La posición de Eckhart respecto al retorno a la consciencia fenoménica se puede establecer en relación a cuatro categorías amplias e interrelacionadas: el modus operandi del santo perfecto, esto es, el hombre en el que se ha consumado -y sigue consumándose- el Nacimiento; su forma de “ver a Dios en todas las cosas”; la cuestión de si el santo es susceptible al sufrimiento ordinario del mundo; y finalmente, la naturaleza de la “pobreza” que caracteriza al santo en su relación con Dios.

1.    Pensamiento y acción el mundo
La primera cuestión que hay que preguntarse sobre el hombre realizado es la siguiente: ¿cómo actúa, piensa, y se mueve “fuera de” este estado de unión supra-fenoménica; en el mundo y con la consciencia de los fenómenos e imágenes diversas del exterior?
         La respuesta de Eckhart incluiría el siguiente principio importante: es Dios mismo el que actúa a traes de un hombre así, en la medida en que ha realizado su unidad con la Divinidad. Entonces, lo que fluye de un hombre tal es el Espíritu Santo, al igual que la primera efusión de la deidad trascendente es la bondad que es el Espíritu Santo: “El Espíritu Santo fluye hacia el exterior desde todos aquellos que son hijos de Dios, según sea el grado -inferior o superior- en el que hayan nacido pura y únicamente de Dios.” (III.85)
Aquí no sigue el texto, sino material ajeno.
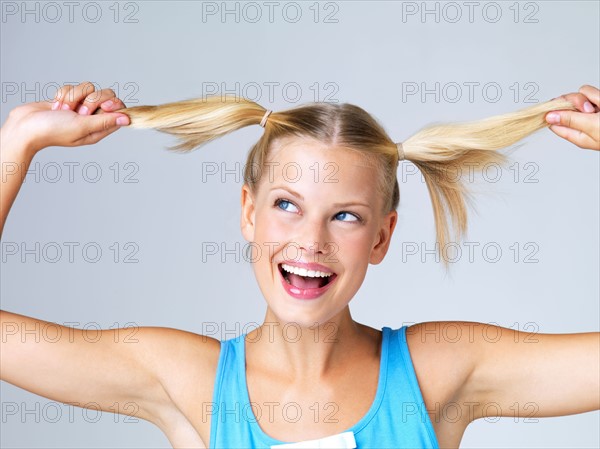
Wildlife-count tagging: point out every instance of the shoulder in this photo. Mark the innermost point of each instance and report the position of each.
(444, 355)
(184, 362)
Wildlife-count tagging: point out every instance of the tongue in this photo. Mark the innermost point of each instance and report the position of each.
(304, 282)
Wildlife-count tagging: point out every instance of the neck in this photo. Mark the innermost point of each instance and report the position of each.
(314, 352)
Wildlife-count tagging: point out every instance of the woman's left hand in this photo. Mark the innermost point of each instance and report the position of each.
(581, 128)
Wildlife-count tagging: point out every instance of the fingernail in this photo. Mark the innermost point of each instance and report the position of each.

En una de sus descripciones del Nacimiento, muestra que, en su modo ontológico, este flujo se deriva directamente de la unión en modo supra-ontológico. Comienza con la proposición agustiniana clave: “la naturaleza del bien es la de difundirse”, y a continuación procede diciendo que el Nacimiento siempre va acompañado de luz: “En este nacimiento Dios insufla en el alma una cantidad tal de luz que, inundando la esencia y el fundamento del alma, desborda y anega el hombre exterior y sus potencias.” (I:16)
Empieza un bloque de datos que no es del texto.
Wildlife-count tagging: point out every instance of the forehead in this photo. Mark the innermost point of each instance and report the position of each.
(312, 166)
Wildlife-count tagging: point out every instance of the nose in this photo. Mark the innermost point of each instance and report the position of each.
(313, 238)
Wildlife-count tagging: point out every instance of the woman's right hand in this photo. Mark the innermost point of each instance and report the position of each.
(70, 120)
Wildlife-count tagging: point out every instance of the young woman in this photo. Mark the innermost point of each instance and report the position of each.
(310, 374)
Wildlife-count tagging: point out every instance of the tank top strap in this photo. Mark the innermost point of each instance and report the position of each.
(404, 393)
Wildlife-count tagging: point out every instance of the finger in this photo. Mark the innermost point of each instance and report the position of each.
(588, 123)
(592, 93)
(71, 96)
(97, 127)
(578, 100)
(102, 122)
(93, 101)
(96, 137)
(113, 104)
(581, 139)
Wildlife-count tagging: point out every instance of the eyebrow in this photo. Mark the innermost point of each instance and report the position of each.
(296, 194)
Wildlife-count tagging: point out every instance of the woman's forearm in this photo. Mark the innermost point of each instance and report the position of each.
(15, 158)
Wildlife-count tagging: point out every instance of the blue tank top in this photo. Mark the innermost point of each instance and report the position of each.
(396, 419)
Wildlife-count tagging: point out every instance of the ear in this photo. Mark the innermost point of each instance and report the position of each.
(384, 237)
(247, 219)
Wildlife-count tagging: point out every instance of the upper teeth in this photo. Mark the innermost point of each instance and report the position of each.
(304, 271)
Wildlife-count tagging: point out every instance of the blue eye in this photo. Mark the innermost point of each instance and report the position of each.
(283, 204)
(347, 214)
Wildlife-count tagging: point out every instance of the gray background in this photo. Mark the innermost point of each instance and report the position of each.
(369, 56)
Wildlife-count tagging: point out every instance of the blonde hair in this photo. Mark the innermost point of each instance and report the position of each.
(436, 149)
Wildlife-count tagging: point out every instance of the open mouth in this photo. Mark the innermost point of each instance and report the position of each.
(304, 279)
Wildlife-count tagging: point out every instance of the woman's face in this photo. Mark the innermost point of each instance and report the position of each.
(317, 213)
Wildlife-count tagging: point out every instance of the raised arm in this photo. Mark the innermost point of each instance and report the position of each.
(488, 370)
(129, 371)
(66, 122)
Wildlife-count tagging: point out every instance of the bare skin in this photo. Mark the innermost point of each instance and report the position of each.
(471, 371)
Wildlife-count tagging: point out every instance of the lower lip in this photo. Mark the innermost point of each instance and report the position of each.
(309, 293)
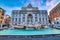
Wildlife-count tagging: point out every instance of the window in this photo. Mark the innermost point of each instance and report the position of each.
(19, 19)
(15, 19)
(23, 20)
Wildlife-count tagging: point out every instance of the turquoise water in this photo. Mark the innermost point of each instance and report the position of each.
(30, 32)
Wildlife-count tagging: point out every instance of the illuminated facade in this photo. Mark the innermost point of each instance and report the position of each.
(2, 12)
(55, 12)
(29, 16)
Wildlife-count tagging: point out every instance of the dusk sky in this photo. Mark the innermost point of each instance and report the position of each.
(10, 5)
Al haber concentrado todas las potencias exteriores del alma sobre el centro silencioso e inoperante del alma, no puede decirse que subsista nada como potencias, sino que más bien cada una de ellas se funde en la concentración indiferenciada que se requiere para el Nacimiento. Pero fuera de esta concentración, y bajo la luz que fluye del Nacimiento, las potencias del hombre exterior son iluminadas en el campo de sus actividades respectivas: el “sueño” de sus potencias se corresponde con el “no-conocer” del hombre exterior en relación al estado unitivo, “sueño” que es puro “despertar” y conocimiento sobrenatural para el hombre interior. A su vez, las potencias están plenamente despiertas únicamente con la luz que inunda al hombre exterior en virtud de la consumación del Nacimiento.
La cuestión que lógicamente se plantea aquí es la siguiente: dado este modo de Gracia ¿en qué medida continua funcionando el intelecto de manera convencional cuando interactúa en el mundo con los fenómenos particulares? La contestación de Eckhart a esta cuestión cabe extrapolarla de su respuesta a una pregunta retórica similar que plantea él mismo. En primer lugar distingue entre el intelecto activo y el pasivo; el primero abstrae de los fenómenos sus imágenes apropiadas y las implanta en el intelecto pasivo. De este modo, en condiciones normales opera con una sola imagen a la vez, pero si el intelecto activo del hombre fuese detenido por y para Dios, entonces Dios adopta su papel e impregna al intelecto pasivo, no con una imagen, sino con “muchas imágenes a la vez en un punto”, es decir, con aquellas imágenes que son necesarias para el cumplimiento adecuado de la obra en cuestión.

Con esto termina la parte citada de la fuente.